On the other hand, research has recently been performed employing a device that is so designed that it converts optical signal wavelengths directly, without converting them to electrical signals first. And there has been some discussion of proposed interactive devices, such as a symmetrical Mach Zender device and a deflected light isolation device. There has also been a report of the use as an optical switch of the symmetrical Mach Zender type wavelength converter ("Applied Physics Letters," by S. Nakamura, et. al., vol. 67, pp. 2445) that has one of the same features as has a wavelength converter: it produces output signal pulses having wavelengths that differ from those of input signal pulses. This symmetrical Mach Zender type wavelength converter has the configuration shown in FIG. 1, in which two waveguides that can produce changes in nonlinear refractive indices are arranged along the respective arms of a Mach Zender interferometer. If a signal having a pulse width that is sufficiently shorter than .DELTA.t is input at time t.sub.1 and time t.sub.1 +.DELTA.t, a light pulse is output that has a first transition time t.sub.1 and a last transition time t.sub.1 +.DELTA.t. Further, a wavelength converter having the above described structure, with the exception that an optical delay circuit is arranged differently, is disclosed by S. Nakamura, the present inventor, in Japanese Unexamined Patent Publication No. Hei 7-199240.

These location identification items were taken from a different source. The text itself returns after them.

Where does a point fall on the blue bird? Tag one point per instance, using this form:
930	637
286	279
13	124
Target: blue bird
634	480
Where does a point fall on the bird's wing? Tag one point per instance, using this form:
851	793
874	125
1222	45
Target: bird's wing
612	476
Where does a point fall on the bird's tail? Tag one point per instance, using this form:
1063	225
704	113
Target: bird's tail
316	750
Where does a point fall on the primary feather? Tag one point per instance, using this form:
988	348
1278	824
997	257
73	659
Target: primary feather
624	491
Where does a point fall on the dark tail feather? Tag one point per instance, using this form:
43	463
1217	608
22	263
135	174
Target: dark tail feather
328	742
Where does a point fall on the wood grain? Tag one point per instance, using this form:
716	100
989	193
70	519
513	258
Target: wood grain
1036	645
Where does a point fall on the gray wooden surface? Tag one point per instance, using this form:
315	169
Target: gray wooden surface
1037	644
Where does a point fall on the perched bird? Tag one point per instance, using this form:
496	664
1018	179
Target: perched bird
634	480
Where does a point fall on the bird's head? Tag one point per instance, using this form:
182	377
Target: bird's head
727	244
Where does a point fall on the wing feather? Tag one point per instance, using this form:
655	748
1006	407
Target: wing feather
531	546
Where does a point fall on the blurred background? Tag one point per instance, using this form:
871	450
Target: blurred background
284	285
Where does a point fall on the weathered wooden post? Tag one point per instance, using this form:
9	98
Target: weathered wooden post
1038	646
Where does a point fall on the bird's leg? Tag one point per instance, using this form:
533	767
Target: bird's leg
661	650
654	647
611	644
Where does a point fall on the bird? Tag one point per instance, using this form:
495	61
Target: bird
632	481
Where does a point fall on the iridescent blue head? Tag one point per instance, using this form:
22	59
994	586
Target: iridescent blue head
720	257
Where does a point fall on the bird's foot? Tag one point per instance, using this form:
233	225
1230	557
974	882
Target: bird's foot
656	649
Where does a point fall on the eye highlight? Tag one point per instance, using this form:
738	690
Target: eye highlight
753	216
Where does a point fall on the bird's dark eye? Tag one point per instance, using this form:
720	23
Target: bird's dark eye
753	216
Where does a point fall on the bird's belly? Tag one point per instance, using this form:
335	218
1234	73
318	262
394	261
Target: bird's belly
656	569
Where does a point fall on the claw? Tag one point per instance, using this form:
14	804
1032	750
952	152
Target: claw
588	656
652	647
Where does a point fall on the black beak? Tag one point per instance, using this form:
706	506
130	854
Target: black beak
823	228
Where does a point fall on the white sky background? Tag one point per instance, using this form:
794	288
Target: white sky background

The operating principle of an XPM type wavelength converter differs from that of a symmetrical Mach Zender wavelength converter in that it produces an output signal having substantially the same pulse as that of an input signal ("Journal of Lightwave Technology," by T. Durhuus, et. al., vol. 14, pp. 942). However, the XPM wavelength converter, as well as the symmetrical Mach Zender wavelength converter, has a configuration in which two waveguides that produce changes in nonlinear refractive indices are arranged along the respective arms of a Mach Zender interferometer.
One problem arising from the use of these wavelength converters is that an output signal pulse produces a great deal of wavelength chirping. The wavelength chirping occurs because the changes in the nonlinear refractive indices at the waveguides alter the phase of a signal pulse light. A specific example of the wavelength chirping produced by the XPM wavelength converter is reported by Durhuus et al. in the above reference.